|
John
Hennessy, with former student Timothy Pinkston in the background. "You just can't predict
branching perfectly. If you could, the program wouldn't need a branch.
|
Moore's Law has hit a slippery
patch, Stanford University's charismatic electrical engineer, computer scientist and president
told a full house at the fourth Viterbi centennial lecture Feb. 16. The
denser and denser chips, packed with faster and faster transistors are
coming on line as predicted — but it's becoming harder and harder to
make efficient use of them for computations, as opposed to simple rote
memory repositories. The problem is fundamental, embedded in the
way programmers structure computational tasks, and John Hennessy said
the answer looks like it will have to come from the software side
— and very likely from academia, not industry.
Timothy Pinkston, professor of electrical engineering, (PhD Stanford,
'93) introduced his former
professor, hitting the highlights of one of the most impressive resumes
in
American academia, one that in addition to leadership of Stanford
includes gilt-edged research (establishing the parameters of
now-standard RISC chips) entrepreneurship (co-founder of MIPS
Technology) honors (membership in the National Academy of Engineering,
the National Academy of Sciences, the American Association for the
Advancement of Science plus Von Neumann
and Lamme Medals, and Mauchly Award and Cray Awards).
In an energetic and clear fashion, Hennessy began with a historical explanation of
the problem as it has emerged and developed over the past 15 years to
an audience heavily drawn from the Viterbi School computer science
department, which sponsored the talk, with numerous researchers from
the Information Sciences Institute in Marina del Rey making the
pilgrimage to campus.
What the computer industry is looking at, Hennessy told this group, is
"the end of the ILP road." ILP, "instruction level parallelism"
is a strategy to get a group of processors cooperating to solve a
problem. Instead of moving the computation forward one step at each
tick of the clock, two, four or six or more processors work in
parallel. If a computation requires solving A+D=R and B+C=S, both steps
can be done simultaneously to more quickly arrive at R+S=T.
Most examples are more complex than this. Programs branch off in
different directions frequently depending on results — in typical
programs, once every three or four instructions, with the main
computation left hanging awaiting branch results. "So the
problem is finding enough instructions that can be executed in
parallel."
Remarkably ingenious "speculative" strategies have been devised by
programmers that essentially guess at the way the problem should
proceed, and then use the guesses to steer resources between branches.
For 20 years, Hennessy said, this strategy has worked brilliantly,
creating faster and faster solutions.

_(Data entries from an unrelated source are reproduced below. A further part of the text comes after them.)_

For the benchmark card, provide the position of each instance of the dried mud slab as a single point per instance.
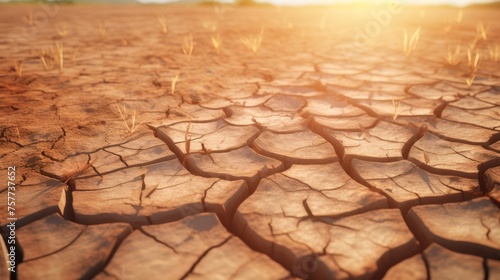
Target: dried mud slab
(408, 185)
(206, 137)
(54, 248)
(487, 118)
(193, 248)
(443, 264)
(445, 157)
(37, 196)
(355, 246)
(331, 106)
(413, 268)
(345, 123)
(492, 177)
(300, 147)
(450, 130)
(157, 193)
(279, 122)
(383, 142)
(470, 227)
(242, 163)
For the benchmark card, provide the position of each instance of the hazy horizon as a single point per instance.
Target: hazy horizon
(458, 3)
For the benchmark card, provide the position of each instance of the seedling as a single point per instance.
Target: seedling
(174, 82)
(17, 132)
(453, 57)
(253, 42)
(187, 46)
(494, 53)
(18, 67)
(216, 42)
(410, 44)
(163, 24)
(53, 56)
(123, 114)
(396, 105)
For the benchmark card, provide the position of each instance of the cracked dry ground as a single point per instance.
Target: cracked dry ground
(301, 161)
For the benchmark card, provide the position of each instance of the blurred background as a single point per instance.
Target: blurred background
(458, 3)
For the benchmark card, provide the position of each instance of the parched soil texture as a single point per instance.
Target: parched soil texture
(201, 142)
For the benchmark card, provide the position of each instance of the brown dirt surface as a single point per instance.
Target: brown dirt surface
(249, 142)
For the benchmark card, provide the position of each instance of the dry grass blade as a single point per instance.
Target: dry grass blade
(481, 31)
(410, 44)
(174, 82)
(28, 19)
(60, 57)
(473, 61)
(494, 52)
(163, 24)
(216, 42)
(124, 116)
(211, 26)
(102, 29)
(253, 42)
(453, 57)
(62, 30)
(18, 67)
(396, 105)
(187, 143)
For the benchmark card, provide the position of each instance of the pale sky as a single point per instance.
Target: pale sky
(459, 3)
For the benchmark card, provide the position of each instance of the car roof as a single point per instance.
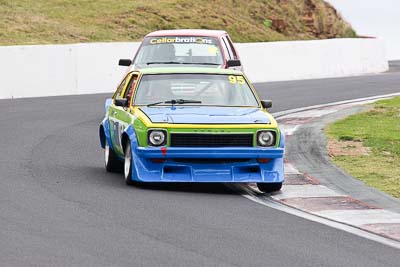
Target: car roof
(190, 70)
(187, 32)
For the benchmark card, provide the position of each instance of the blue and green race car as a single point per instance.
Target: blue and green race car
(191, 125)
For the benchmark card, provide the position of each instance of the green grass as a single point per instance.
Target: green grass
(71, 21)
(378, 129)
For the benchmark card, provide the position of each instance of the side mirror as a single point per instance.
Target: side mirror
(266, 103)
(121, 102)
(125, 62)
(233, 63)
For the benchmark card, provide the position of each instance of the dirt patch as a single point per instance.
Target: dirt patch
(347, 148)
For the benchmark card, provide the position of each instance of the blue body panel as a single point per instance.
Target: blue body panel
(203, 164)
(183, 165)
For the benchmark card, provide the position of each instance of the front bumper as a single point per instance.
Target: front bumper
(180, 164)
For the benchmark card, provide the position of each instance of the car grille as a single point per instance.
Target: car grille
(211, 140)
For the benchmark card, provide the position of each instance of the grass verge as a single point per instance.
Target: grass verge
(378, 132)
(67, 21)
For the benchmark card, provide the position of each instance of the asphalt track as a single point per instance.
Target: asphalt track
(58, 206)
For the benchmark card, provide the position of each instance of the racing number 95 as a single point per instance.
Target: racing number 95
(236, 79)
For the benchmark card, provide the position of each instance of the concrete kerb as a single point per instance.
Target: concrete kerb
(317, 190)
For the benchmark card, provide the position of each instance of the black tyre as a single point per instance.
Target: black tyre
(111, 163)
(269, 187)
(128, 164)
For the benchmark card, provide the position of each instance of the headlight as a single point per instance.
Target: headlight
(266, 138)
(157, 137)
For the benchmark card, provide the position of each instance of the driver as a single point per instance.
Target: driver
(166, 52)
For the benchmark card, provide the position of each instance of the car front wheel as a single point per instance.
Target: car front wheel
(111, 162)
(269, 187)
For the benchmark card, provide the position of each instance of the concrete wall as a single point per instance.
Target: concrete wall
(374, 18)
(47, 70)
(277, 61)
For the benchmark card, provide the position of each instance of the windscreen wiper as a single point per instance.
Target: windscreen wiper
(203, 63)
(163, 62)
(175, 101)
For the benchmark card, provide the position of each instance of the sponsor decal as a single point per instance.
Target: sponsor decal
(236, 79)
(183, 39)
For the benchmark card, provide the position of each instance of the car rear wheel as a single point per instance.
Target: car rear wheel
(111, 162)
(269, 187)
(128, 164)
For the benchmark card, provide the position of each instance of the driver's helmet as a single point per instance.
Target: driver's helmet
(166, 52)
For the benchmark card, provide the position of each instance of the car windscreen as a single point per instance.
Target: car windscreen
(206, 89)
(179, 50)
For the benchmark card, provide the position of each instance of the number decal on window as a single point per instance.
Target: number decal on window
(236, 79)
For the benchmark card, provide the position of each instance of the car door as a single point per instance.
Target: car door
(117, 116)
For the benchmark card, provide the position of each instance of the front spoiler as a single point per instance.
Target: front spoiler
(202, 152)
(173, 169)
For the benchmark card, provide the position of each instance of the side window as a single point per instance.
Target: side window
(131, 85)
(231, 48)
(224, 47)
(230, 52)
(118, 93)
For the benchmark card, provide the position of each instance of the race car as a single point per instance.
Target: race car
(191, 125)
(189, 47)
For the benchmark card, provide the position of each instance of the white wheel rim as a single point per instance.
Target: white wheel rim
(127, 163)
(106, 153)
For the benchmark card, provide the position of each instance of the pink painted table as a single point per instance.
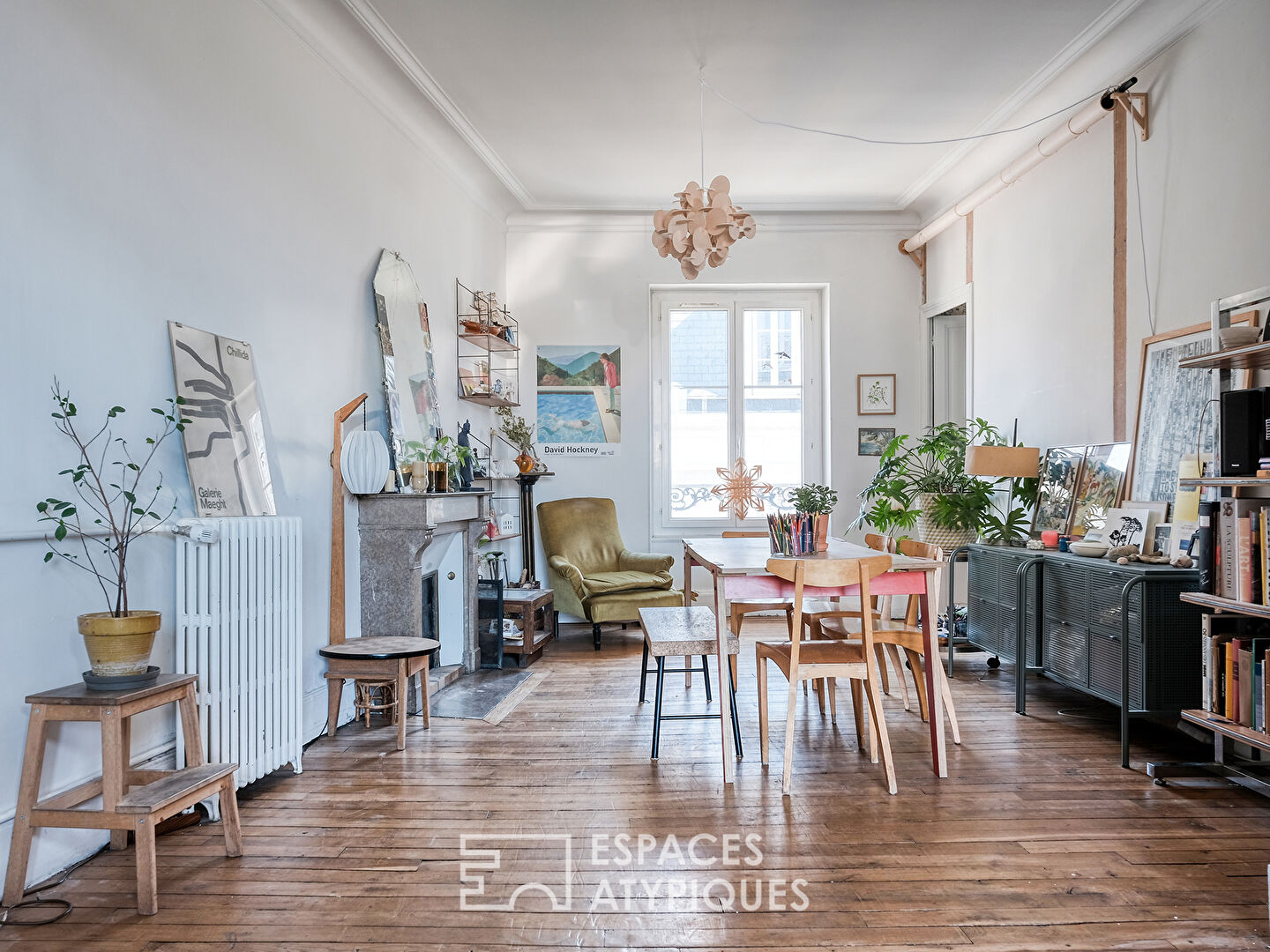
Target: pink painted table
(738, 569)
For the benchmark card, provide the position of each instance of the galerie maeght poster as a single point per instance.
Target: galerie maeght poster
(225, 452)
(579, 401)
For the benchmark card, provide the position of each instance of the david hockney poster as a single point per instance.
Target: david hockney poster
(225, 452)
(579, 401)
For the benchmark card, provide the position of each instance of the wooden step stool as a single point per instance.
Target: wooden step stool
(131, 800)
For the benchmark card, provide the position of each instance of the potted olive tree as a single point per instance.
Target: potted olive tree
(95, 530)
(921, 482)
(816, 501)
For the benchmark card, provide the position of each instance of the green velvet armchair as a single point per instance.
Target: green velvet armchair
(592, 573)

But now the latest generation of
chips is starting to come up against an intrinsic ILP problem: the
guesses remain guesses. "You just can't predict branching perfectly,"
Hennessy noted. "If you could, the program wouldn't need a branch."
The workaround is "fix-up" code that can go back and redirect when the
guesses go wrong. But the cost for the fix is delay in executing the
program — delay that ramifies as steps pile up waiting for answers that
are needed to proceed, "losses at every stage," as Hennessy put it.
Hennessy said the bottom line can be read in the comparison between the
raw computing power of the multiple processors and the results of
running actual programs. At the present time, Hennessy noted,
presenting graphs, the peak performance of machines — what they can
achieve without branch-caused waits and prediction failure backtracking
— "is three, five and even ten times higher than their actual ability
to run programs," their sustained performance.
"There are more transistors," he said, "but they are less efficiently
used." Even worse, as the inefficiency goes down, the cost of
producing the jam-packed hyperchips goes up.
Hennessy enthusiastically illustrated his point with an Intel case
study, the contrast between the company's Pentium III and Pentium 4
processors. Compared to its predecessor, Hennessy noted, the 4
represents a 3-fold increase in power, and a 4-fold increase in the
number of transistors. But most programs don’t run faster on the newer
chip.
"It's not," Hennessy deadpanned, "that Intel didn't know what it was
doing" when it created the 4. The problem he said is typical.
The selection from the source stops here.